When to use passive voice

Plain language proposals are convincing, easy to read and easy to score—all good qualities. And a cardinal plain language rule is to avoid the passive voice. Passive voice makes sentences sound weak and their intent less clear.

But, as this post explains, passive voice fulfills an important purpose in certain situations.

What is passive voice?

Voice is a characteristic of verbs, the part of a sentence that contains the action. To design, to build, to operate, to maintain—these are all verbs.

In a passive voice sentence, the individual or entity performing the action (“the actor”) is not required to complete the idea. For example, if you want to state that your service department will handle warranty claims, you could write:

  • All valid warranty claims will be addressed.

The corresponding active voice version might read:

  • Our service department will address all valid warranty claims.

Why is passive voice a bad thing?

Passive voice creates two issues you typically want to avoid in a proposal:

  • If the actor is missing, an evaluator might be confused about who is responsible. Bureaucrats love this vagueness (“Mistakes were made”)—but evaluators reward clarity.
  • As a side effect, overuse of passive voice robs a proposal of energy and conviction.

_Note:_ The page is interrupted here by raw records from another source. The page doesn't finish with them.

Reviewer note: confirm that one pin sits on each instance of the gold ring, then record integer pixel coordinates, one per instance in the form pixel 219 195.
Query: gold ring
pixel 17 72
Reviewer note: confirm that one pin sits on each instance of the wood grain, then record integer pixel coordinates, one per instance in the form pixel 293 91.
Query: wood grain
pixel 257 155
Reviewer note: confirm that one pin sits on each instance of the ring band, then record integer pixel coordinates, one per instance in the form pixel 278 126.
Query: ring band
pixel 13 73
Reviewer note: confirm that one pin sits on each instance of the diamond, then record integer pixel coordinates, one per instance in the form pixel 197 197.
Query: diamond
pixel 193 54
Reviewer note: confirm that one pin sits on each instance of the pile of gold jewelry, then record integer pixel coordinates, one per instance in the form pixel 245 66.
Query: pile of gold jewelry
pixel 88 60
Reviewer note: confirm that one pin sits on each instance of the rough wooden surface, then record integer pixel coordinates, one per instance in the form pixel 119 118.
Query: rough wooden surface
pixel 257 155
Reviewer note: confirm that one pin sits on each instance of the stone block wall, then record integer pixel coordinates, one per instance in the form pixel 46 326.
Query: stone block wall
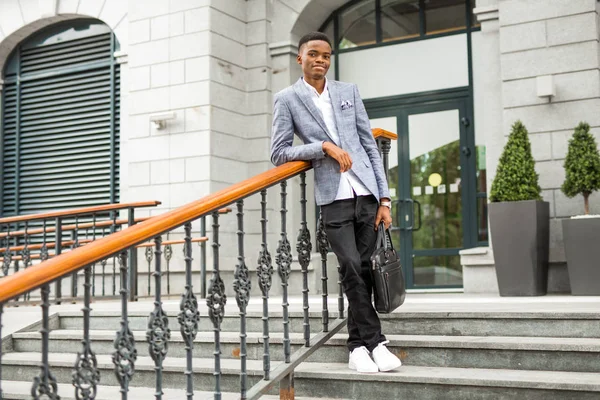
pixel 536 38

Style exceptions: Passive voice is acceptable where the actor is:

  • An automated process: For example: Pellets are transferred to the sorting machine.
  • Unknown or irrelevant: For example: The curtain walls were severely damaged.

Use active voice in most situations

Allowing for the exceptions noted above, follow these guidelines:

  • Write RFQ responses in active voice. These are pure sales documents. Detail your team’s make-up and past experience and successes in the strongest possible terms, the better to get shortlisted for the RFP stage.
  • In single-stage RFP responses, use active voice in non-solution narratives (corporate profile, key individual resumes, past projects, etc.). Use passive voice strategically in solution sections (design, build or implement, operate and maintain, etc.). See next section.
  • Use passive voice strategically in RFP responses submitted following shortlisting via RFQ. This type of RFP is almost entirely focused on the proposed solution. See next section.

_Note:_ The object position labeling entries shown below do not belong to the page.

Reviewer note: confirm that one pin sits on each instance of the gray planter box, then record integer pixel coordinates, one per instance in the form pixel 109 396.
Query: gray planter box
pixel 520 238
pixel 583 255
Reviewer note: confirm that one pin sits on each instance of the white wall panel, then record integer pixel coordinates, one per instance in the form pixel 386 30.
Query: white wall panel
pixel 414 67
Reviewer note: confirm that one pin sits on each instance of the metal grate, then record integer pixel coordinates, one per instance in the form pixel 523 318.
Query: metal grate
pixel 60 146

Strategic use of passive voice

RFP issuers are increasingly including language that gives them the right to make any part of a proposal contractually binding. As a result, the successful proponent has less room to obtain favourable terms in subsequent contract negotiations.

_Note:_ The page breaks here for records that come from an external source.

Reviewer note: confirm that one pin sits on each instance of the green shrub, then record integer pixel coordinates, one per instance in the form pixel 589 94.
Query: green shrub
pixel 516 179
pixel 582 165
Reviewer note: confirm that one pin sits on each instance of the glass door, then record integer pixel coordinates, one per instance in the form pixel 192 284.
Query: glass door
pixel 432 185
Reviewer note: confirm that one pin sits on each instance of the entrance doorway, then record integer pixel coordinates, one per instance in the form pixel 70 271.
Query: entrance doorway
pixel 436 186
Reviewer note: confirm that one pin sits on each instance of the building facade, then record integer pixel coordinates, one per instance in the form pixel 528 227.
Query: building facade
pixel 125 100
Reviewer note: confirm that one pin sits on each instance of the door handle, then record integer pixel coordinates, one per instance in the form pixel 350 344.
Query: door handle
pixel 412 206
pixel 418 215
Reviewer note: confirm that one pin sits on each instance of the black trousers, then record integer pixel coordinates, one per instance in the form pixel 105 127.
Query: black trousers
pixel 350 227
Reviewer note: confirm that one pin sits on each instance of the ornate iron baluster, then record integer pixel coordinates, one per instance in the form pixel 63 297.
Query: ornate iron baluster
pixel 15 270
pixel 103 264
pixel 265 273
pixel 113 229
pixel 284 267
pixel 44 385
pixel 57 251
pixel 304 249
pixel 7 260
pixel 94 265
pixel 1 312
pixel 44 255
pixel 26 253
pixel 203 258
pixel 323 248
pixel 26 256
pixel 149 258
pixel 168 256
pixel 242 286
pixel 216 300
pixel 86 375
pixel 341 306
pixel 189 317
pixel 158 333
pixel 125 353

For example, “Our service department will address all valid warranty claims,” could obligate your service department to perform all warranty claims, even if your intent—and industry practice—is that OEMs will do most of the work. This might be an insignificant distinction, until an OEM declares bankruptcy.

For this reason, many companies bidding on large projects have their legal departments scrub responses pre-submission to eliminate unnecessary exposure. Converting commitments from active to passive voice and omitting the actor is one way to do this.

Bottom line

Passive voice comes at a cost—using it makes technical narratives less convincing, potentially reducing their score. But passive voice also offers the prospect of avoiding costly commitments in subsequent contract negotiations, thus enabling a lower price offer.

The key is to understand and manage these trade-offs.